Flame Strike - unit struck takes fire damage and burns for 3 combat rounds

Holy Strike - Unit takes Holy damage

Death Strike - Unit takes Death damage

Poison Strike -  Unit takes poison damage. Poison for 3 rounds. Weaken an ability of devs choice

Physical Stike - Normal physical damage

Cold Strike - Does cold damage. Chance to freeze the target hit for 3 rounds.

Also using the same types of damage above you can put into breath weapons that are short range cone attacks that has an area affect.

Fire Breath

Cold Breath

Death Breath

Holy Breath

Poison Breath

Other abilities:

Different degrees of healing. You can name them what you want but a primitive break down can be as follows:

Healing 1, Healing 2, and so on. Each one more powerful than the last.  You can add Mass Healing for healing a whole stack. And this could also go like, Mass Healing 1, Mass Healing 2 etc. 

Entangle - Plants hold the unit for 3 turns. Unit can do anything. This can of coarse be adjusted as Devs see fit.

Web - Same as above except that it can be easily burned and cannot be used with creatures on fire.

Trap - Similar to the above two abilities except after the 3 turns creature/unit trapped has a chance of becoming enslaved.

All the abilities that I listed above come from AOW:SM and I suspect that there were similar abilities in MOM. These as well as many more abilities in these games for hero's and units made the game very very fun to play and made tactical combat very memorable.

 

 

 

on Aug 03, 2010

awuffleablehedgie

Again, 10 rings is a TERRIBLE TERRIBLE idea.

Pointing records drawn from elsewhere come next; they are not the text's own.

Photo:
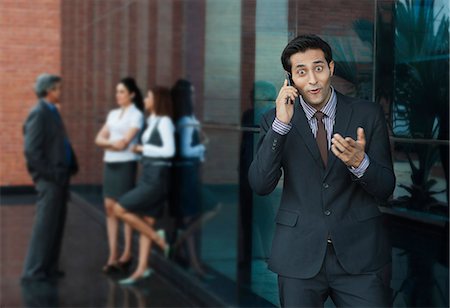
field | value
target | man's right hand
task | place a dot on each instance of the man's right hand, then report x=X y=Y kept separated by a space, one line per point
x=285 y=111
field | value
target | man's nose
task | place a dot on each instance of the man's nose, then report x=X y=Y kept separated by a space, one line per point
x=312 y=78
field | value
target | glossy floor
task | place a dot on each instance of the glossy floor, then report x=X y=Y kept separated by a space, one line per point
x=84 y=252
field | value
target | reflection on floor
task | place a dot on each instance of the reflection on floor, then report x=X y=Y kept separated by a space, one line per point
x=420 y=274
x=84 y=252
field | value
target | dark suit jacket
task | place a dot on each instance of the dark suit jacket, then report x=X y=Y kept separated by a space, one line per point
x=318 y=202
x=44 y=146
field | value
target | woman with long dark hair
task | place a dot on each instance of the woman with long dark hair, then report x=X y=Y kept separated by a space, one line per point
x=144 y=204
x=117 y=137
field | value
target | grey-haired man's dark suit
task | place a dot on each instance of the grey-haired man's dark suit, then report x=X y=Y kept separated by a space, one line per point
x=50 y=161
x=319 y=203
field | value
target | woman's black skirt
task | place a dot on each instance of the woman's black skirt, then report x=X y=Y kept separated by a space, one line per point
x=118 y=178
x=150 y=194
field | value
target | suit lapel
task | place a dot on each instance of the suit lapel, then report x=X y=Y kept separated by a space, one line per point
x=343 y=116
x=301 y=126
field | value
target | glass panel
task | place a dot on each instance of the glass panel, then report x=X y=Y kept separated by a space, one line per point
x=221 y=107
x=419 y=111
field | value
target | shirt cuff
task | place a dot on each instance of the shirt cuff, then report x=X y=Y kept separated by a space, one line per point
x=280 y=127
x=359 y=172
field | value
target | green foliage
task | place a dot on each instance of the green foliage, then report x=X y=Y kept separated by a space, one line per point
x=421 y=89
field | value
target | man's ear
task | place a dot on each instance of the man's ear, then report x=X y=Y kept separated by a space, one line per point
x=331 y=66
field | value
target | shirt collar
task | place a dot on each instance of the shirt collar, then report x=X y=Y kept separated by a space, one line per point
x=329 y=109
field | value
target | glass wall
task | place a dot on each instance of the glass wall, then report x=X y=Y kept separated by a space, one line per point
x=393 y=52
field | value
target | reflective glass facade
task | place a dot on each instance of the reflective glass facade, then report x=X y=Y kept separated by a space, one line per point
x=393 y=52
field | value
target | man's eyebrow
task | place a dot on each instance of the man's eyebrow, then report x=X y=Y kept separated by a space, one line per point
x=304 y=65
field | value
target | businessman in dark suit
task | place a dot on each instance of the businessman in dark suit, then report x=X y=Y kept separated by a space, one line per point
x=50 y=161
x=333 y=152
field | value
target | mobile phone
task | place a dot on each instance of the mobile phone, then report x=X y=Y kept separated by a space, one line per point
x=290 y=83
x=289 y=79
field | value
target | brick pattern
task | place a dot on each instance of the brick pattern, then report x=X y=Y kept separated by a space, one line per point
x=30 y=43
x=93 y=44
x=102 y=42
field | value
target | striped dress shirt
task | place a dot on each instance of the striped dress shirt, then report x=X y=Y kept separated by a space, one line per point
x=329 y=111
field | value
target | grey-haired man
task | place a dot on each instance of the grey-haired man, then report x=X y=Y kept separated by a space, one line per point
x=50 y=161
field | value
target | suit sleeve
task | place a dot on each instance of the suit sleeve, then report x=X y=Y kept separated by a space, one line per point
x=265 y=170
x=379 y=178
x=34 y=135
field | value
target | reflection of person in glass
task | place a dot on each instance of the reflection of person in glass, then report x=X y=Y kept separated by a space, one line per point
x=186 y=205
x=117 y=137
x=141 y=206
x=262 y=98
x=335 y=156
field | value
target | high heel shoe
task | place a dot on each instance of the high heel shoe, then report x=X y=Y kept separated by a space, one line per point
x=123 y=266
x=166 y=251
x=130 y=281
x=110 y=268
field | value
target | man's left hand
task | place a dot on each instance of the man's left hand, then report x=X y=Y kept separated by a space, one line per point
x=351 y=152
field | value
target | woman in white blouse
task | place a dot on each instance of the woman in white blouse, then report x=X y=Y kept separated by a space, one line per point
x=141 y=206
x=117 y=137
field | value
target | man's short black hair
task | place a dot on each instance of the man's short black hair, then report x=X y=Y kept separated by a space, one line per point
x=302 y=43
x=44 y=83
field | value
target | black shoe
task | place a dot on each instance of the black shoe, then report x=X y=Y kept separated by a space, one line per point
x=57 y=274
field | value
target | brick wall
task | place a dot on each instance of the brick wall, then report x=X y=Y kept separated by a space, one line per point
x=30 y=44
x=93 y=44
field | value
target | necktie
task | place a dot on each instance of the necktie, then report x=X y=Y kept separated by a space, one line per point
x=321 y=137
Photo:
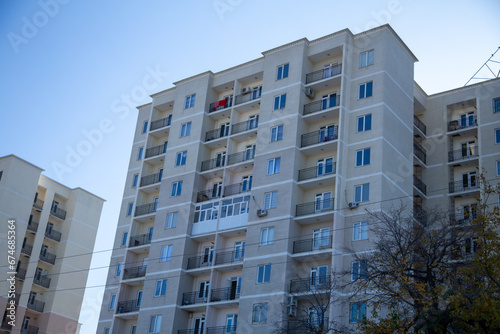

No, it is not realistic. We are talking about magical rings that do crazy things like make you move faster. There is no realism involved. If you are a typical power-whore and seeking greater and greater power, yes, you might try to cram as many rings onto your hands as possible. That is an "in character" descition to make. However, there are "Rings of Power" and cannot simply be worn in massive amounts.

 

You know, what might be interesting is that the more rings (or maybe magical items in general you're wearing) the higher the chance of some random negative effect (similar to the randomness of the Clumsy trait). So there would be a risk/reward to piling on the magical items. Say maybe your essence takes a perma-drop, you lose all your mana, you lose some points off a stat, etc.

That way, there may not be a limit needed, but instead there's a built in scaling risk/reward effect after, say, 2 rings.

 

on Aug 03, 2010

A better way to do that is just having forging or being able to combine or improve upon enchanted items (this is a feature coming in the Expansion being released in a year since it's following up on Forge of Making or whatever). 

You can combine two rings together to get the combined bonuses (or 3/4ths the combined bonuses, or whatever). However there is a % chance of the forging just failing and losing the rings all together. If a person makes the risk and fails, they can always save-game rinse. 

It's also probably easier to program 8D 

% failure is also a dangerous game to play. Unless it is very very small it's more likely to fail then it is to not. Say, 5% chance of failure? By 14 turns you're more likely to fail than you are to not.